Artificial Intelligence-assisted MDS-UPDRS Assessment for Parkinson's Disease

Idiopathic Parkinson's disease (PD) is a neurodegenerative disease that progressively causes both motor and non-motor symptoms. As the second most common neurodegenerative disease and most common movement disorder, it affects over 8.5 million people worldwide and 13,000 people in Hong Kong. The most classical symptoms of PD are resting tremors, rigidity of the muscles, bradykinesia (slowing of movement), and gait difficulty. Other symptoms include sleep disorders, psychiatric symptoms, cognitive impairment, and autonomic dysfunction. Its pathophysiology is marked by the loss of dopaminergic neurons and the accumulation of aggregates called Lewy bodies.
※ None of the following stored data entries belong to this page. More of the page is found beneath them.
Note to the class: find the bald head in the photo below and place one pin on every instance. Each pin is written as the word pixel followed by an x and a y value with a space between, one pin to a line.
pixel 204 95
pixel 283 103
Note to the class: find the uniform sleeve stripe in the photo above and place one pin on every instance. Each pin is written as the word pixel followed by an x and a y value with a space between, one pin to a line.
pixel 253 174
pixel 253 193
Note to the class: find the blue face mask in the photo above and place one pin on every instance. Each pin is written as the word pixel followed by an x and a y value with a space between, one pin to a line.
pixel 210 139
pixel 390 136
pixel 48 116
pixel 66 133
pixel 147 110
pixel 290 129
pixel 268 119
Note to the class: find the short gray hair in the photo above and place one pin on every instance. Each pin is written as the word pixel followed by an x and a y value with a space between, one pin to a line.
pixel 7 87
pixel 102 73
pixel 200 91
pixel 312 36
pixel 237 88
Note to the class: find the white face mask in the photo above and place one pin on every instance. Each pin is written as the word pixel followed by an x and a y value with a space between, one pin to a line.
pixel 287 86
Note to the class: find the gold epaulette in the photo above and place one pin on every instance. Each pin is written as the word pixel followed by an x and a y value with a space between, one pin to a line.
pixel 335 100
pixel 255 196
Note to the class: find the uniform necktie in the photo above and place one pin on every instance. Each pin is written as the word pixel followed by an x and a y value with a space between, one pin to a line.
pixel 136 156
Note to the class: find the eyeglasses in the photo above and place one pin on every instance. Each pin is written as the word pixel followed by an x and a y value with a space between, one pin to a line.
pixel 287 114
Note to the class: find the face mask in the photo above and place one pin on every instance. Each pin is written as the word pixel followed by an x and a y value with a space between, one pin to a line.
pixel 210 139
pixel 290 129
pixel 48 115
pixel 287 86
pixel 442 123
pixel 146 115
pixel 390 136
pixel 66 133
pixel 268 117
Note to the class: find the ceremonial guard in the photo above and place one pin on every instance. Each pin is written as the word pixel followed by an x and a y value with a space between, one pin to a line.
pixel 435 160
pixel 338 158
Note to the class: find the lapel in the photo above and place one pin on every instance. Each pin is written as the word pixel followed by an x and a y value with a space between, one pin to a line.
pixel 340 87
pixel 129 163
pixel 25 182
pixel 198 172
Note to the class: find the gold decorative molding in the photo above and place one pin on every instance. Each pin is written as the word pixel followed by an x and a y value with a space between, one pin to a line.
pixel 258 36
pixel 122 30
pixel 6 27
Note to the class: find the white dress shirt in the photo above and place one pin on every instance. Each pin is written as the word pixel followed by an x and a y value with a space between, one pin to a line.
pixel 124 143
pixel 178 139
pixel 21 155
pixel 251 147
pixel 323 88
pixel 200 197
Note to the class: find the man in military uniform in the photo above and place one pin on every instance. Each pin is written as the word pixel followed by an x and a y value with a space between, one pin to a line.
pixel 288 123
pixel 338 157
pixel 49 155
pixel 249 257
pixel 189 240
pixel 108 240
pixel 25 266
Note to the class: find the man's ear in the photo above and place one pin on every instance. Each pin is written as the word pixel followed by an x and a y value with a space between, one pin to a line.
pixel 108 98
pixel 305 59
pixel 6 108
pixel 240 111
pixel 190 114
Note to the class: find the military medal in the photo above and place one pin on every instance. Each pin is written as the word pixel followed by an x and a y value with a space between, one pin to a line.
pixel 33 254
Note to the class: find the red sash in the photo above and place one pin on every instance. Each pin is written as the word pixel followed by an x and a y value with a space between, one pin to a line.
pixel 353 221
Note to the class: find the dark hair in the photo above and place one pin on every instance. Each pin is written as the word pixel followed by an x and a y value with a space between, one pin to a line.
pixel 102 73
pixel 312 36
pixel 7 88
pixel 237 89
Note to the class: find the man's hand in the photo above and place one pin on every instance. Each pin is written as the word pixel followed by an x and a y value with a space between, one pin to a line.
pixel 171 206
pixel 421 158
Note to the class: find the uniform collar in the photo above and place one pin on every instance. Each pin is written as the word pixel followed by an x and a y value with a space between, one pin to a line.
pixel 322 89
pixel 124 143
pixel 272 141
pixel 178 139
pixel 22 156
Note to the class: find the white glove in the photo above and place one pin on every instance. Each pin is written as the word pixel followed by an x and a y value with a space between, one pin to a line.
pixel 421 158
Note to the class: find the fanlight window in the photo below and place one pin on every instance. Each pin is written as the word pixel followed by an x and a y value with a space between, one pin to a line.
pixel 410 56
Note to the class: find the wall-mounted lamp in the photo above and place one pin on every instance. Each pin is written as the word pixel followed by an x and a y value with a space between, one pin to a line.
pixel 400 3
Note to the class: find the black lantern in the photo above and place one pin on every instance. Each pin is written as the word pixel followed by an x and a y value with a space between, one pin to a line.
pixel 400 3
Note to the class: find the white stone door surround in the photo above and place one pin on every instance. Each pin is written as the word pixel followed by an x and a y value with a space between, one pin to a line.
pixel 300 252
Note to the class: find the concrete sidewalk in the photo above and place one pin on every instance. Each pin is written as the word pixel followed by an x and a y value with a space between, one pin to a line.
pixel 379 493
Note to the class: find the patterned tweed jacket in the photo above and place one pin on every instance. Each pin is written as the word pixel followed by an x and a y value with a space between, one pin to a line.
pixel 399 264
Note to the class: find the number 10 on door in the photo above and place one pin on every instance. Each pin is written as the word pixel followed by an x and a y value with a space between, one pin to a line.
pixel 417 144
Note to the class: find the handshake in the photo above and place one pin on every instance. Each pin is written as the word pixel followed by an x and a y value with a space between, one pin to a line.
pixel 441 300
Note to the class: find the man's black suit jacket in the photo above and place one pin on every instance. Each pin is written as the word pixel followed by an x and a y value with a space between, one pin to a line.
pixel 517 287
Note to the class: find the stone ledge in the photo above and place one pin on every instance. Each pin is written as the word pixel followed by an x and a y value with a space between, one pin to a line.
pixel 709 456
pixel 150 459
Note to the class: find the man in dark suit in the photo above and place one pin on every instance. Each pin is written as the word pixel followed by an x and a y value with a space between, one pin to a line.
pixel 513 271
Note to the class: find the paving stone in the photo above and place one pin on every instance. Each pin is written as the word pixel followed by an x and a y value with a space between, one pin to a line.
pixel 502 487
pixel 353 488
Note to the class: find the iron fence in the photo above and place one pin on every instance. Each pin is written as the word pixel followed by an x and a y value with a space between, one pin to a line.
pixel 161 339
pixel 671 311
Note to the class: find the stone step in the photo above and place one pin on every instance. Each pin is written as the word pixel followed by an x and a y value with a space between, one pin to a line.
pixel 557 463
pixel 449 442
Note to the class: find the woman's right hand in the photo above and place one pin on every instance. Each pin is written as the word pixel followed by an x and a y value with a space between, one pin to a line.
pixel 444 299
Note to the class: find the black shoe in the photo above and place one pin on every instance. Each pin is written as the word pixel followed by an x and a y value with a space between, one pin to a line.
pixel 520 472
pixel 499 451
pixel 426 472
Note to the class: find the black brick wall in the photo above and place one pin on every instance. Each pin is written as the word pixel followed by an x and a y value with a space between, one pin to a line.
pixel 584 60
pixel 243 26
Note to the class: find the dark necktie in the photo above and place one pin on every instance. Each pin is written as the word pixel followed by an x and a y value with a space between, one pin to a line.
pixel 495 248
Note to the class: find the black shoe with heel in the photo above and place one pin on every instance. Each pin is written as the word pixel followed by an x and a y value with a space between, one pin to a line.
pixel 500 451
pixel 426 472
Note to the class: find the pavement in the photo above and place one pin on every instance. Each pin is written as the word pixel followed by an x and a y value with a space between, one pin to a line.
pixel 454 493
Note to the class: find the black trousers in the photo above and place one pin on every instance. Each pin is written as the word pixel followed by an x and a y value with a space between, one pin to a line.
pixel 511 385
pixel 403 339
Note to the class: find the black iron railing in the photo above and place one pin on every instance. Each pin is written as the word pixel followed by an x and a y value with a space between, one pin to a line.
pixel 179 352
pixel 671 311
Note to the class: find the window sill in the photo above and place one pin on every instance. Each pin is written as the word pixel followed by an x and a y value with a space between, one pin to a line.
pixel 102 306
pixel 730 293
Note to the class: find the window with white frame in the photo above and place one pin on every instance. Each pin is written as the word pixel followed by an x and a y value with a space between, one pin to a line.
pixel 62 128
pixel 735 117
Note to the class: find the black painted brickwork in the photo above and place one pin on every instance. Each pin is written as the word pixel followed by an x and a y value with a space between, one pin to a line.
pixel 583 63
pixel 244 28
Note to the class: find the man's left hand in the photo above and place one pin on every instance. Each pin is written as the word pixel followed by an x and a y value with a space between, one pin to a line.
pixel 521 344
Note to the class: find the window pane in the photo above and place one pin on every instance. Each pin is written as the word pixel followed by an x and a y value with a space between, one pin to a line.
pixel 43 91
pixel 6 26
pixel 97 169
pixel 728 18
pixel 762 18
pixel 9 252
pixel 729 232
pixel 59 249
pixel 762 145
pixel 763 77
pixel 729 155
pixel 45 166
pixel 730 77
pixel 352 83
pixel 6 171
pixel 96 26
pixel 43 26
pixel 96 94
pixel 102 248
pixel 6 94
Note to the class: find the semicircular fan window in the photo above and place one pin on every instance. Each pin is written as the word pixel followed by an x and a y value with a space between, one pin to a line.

The severity of PD-related motor symptoms is usually semi-quantitatively ("normal", "slight", "mild", "moderate", and "severe") evaluated by expert physicians and physiotherapists according to the Movement Disorder Society-sponsored revision of the Unified Parkinson's Disease Rating Scale Part III (MDS-UPDRS III). However, the MDS-UPDRS III is semiquantitative and subjective, which might mask mild treatment effects or even provide false-positive results. Moreover, it takes significant time and effort for assessment with expected inter-observer variations.

To address these issues, various artificial intelligence (AI) technologies and telemedicine approaches have been investigated for patient evaluation. However, previous studies did not incorporate items assessing rigidity and postural stability, which require physical contact as per the MDS-UPDRS III instructions. Zhu et al. explored a motor symptom machine-rating system for the complete MDS-UPDRS III. Nevertheless, they employed a depth camera and conducted the tests within a strictly controlled ideal laboratory environment. For the widespread implementation of AI-assisted rating, the RGB camera is a more accessible alternative.

Study Overview

• Status: Not yet recruiting
• Conditions: Parkinson Disease
• Intervention / Treatment: Other: Observational

Detailed Description

This is a single-center, prospective, observational study designed to develop and validate an AI-based MDS-UPDRS III assessment system using RGB camera data. Participants will be recruited from Queen Elizabeth Hospital's neurology outpatient clinic. Each subject will undergo standard MDS-UPDRS III evaluation by a certified clinician or physiotherapist, alongside synchronized RGB-D video recording. The videos will be processed through a deep learning pipeline trained to estimate the MDS-UPDRS III scores.

Blinded evaluations will be performed to compare AI-generated scores with ground truth clinician ratings. Statistical analysis will include inter-rater agreement metrics (e.g., ICC, Cohen's kappa), sensitivity to change, and subgroup analyses.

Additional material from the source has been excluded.